LocalSearchRunner performs a search for optimal hyperparameter values, applying the provided SearchMethod. It is executed locally and interacts with a Determined cluster where it starts a multi-trial experiment. It then reacts to event notifications coming from the running experiments by forwarding them to event handler methods in your SearchMethod implementation and sending the returned operations back to the experiment.

run(exp_config: Union[Dict[str, Any], str], model_dir: Optional[str] = None, includes: Optional[Iterable[Union[str, pathlib.Path]]] = None) int#

Run custom search.

Parameters
  • exp_config (dictionary, string) – experiment config filename (.yaml) or a dict.

  • model_dir (string) – directory containing model definition.

  • includes (Iterable[Union[str, pathlib.Path]], optional) – Additional files or directories to include in the model definition. (default: None)

determined.searcher.RemoteSearchRunner#

class determined.searcher.RemoteSearchRunner(search_method: determined.searcher._search_method.SearchMethod, context: determined.core._context.Context)#

RemoteSearchRunner performs a search for optimal hyperparameter values, applying the provided SearchMethod (you will subclass SearchMethod and provide an instance of the derived class). RemoteSearchRunner executes on-cluster: it runs a meta-experiment using Core API.

run(exp_config: Union[Dict[str, Any], str], model_dir: Optional[str] = None, includes: Optional[Iterable[Union[str, pathlib.Path]]] = None) int#

Run custom search as a Core API experiment (on-cluster).

Parameters
  • exp_config (dictionary, string) – experiment config filename (.yaml) or a dict.

  • model_dir (string) – directory containing model definition.

  • includes (Iterable[Union[str, pathlib.Path]], optional) – Additional files or directories to include in the model definition. (default: None)

determined.searcher.SearchMethod#

class determined.searcher.SearchMethod#

The implementation of a custom hyperparameter tuning algorithm.
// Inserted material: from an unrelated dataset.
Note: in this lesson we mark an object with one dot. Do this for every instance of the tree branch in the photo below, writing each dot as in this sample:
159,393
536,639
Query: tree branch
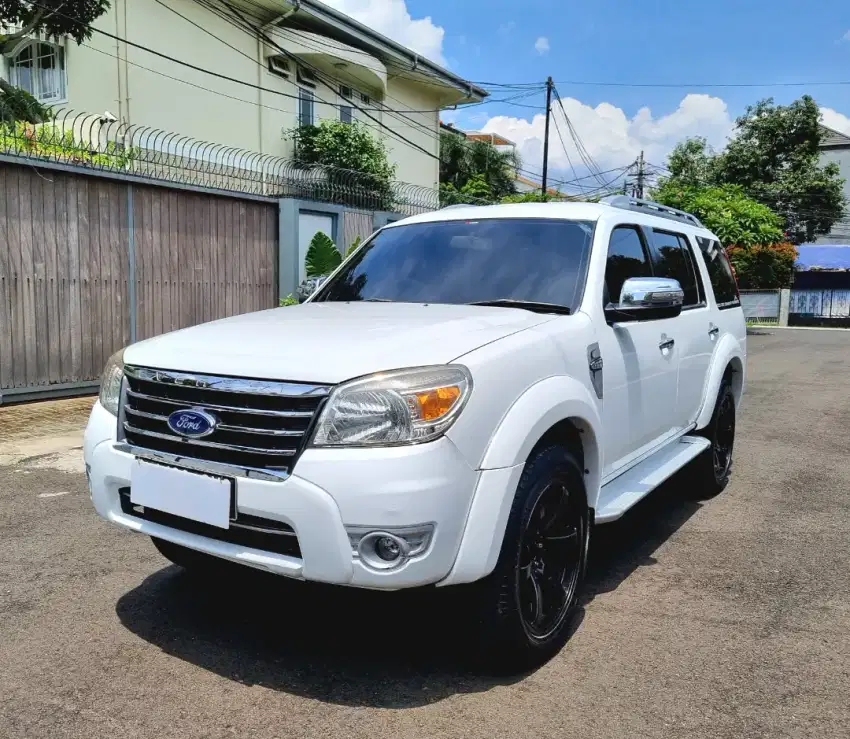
25,31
To implement your specific hyperparameter tuning approach, subclass SearchMethod overriding the event handler methods.

Each event handler, except progress() returns a list of operations (List[Operation]) that will be submitted to master for processing.

Currently, we support the following Operation:

  • Create - starts a new trial with a unique trial id and a set of hyperparameter values.

  • ValidateAfter - sets number of steps (i.e., batches or epochs) after which a validation is run for a trial with a given id.

  • Progress - updates the progress of the multi-trial experiment to the master.

  • Close - closes a trial with a given id.

  • Shutdown - closes the experiment.

Note

Do not modify searcher_state passed into event handlers.

abstract initial_operations(searcher_state: determined.searcher._search_method.SearcherState) List[determined.searcher._search_method.Operation]#

Returns a list of initial operations that the custom hyperparameter search should perform. This is called by the Custom Searcher SearchRunner to initialize the trials

Example:

def initial_operations(self, _: searcher.SearcherState) -> List[searcher.Operation]:
    ops: List[searcher.Operation] = []
    N = 100
    hparams = {
        # ...
    }
    for _ in range(0, N):
        create = searcher.Create(
            request_id=uuid.uuid4(),
            hparams=hparams,
            checkpoint=None,
        )
        ops.append(create)
    return ops
Parameters

searcher_state (SearcherState) – Read-only current searcher state

Returns

Initial list of Operation to start the Hyperparameter search

Return type

List[Operation]

load(path: pathlib.Path) Tuple[determined.searcher._search_method.SearcherState, int]#

Loads searcher state and method-specific state.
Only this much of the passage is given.